When the avalanche struck, the guides were fixing ropes and cracking snow and ice to carve out a route for foreign climbers waiting in camps below. The accident has brought attention to the guides' dangerous work.

Nepal has announced a payment of about $400 to the families of the dead Sherpas. The guides are seeking increased compensation for the families.

Sherpas make up to $5,000 per season for their grueling work for clients who can spend tens of thousands of dollars in preparation for the ascent.

Nepalese officials say a work stoppage would seriously disrupt the peak climbing season that begins in May.

Authorities say about 1,000 people, almost half of them Sherpas, are on the mountain waiting for the optimal weather conditions.

One guide who was caught in the avalanche has already decided not to ever scale the mountain again.
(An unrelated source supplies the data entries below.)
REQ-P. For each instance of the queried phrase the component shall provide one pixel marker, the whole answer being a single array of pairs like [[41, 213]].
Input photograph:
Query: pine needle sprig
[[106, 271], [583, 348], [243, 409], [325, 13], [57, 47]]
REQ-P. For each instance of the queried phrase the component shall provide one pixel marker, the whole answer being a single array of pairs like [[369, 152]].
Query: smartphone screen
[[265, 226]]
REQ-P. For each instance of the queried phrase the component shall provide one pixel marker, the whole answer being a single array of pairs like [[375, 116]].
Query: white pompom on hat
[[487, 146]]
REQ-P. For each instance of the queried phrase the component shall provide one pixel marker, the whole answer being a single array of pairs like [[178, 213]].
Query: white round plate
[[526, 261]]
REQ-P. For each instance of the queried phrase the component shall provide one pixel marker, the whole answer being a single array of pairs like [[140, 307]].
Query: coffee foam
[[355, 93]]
He told The New York Times he heard the cries of pain from his dying comrades during the four-hour wait for help.

The Discovery Channel has canceled its planned winged jumpsuit flight off of Mount Everest. A posting on Facebook by Joby Ogwyn, the star of Everest Jump Live, said "I am safe at base camp but I have lost my Sherpa team in the avalanche yesterday. These men were the salt of the Earth. Far better men than me. My heart is broken."

More than 4,000 climbers have scaled Mount Everest since Edmund Hillary and Tenzing Norgay completed the first ascent to the summit in 1953. About 250 people have died trying.